Tanksley JP, Chen X, Coffey RJ
(2013) PLoS One 8: e81514
MeSH Terms: Colorectal Neoplasms, Down-Regulation, Endosomal Sorting Complexes Required for Transport, Gene Expression Regulation, Neoplastic, Humans, Nedd4 Ubiquitin Protein Ligases, Tumor Suppressor Proteins, Ubiquitin-Protein Ligases, Wnt Signaling Pathway
Show Abstract · Added March 27, 2014
The NEDD4 family of E3 ubiquitin ligases includes nine members. Each is a modular protein, containing an N-terminal C2 domain for cell localization, two-to-four central WW domains for substrate recognition, and a C-terminal, catalytic HECT domain, which is responsible for catalyzing the ubiquitylation reaction. Members of this family are known to affect pathways central to the pathogenesis of colorectal cancer, including the WNT, TGFβ, EGFR, and p53 pathways. Recently, NEDD4 mRNA was reported to be overexpressed in colorectal cancer, but tumor stage was not considered in the analysis. Expression of the other family members has not been studied in colorectal cancer.
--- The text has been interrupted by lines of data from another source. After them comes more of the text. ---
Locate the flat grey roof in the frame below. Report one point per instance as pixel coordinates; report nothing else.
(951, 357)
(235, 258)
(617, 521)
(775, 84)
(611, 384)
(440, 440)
Herein, we determined the expression patterns of all nine NEDD4 family members in 256 patients who presented with disease ranging from premalignant adenoma to stage IV colorectal cancer. NEDD4 mRNA was significantly increased in all stages of colorectal cancer. In contrast, NEDD4L mRNA, the closest homolog to NEDD4, was the most highly downregulated family member, and was significantly downregulated in all tumor stages. We also found NEDD4L protein was significantly decreased by western blotting in colorectal cancer samples compared to adjacent normal mucosa. In addition, NEDD4L, but not catalytically inactive NEDD4L, inhibited canonical WNT signaling at or below the level of β-catenin in vitro. These findings suggest that NEDD4L may play a tumor suppressive role in colorectal cancer, possibly through inhibition of canonical WNT signaling.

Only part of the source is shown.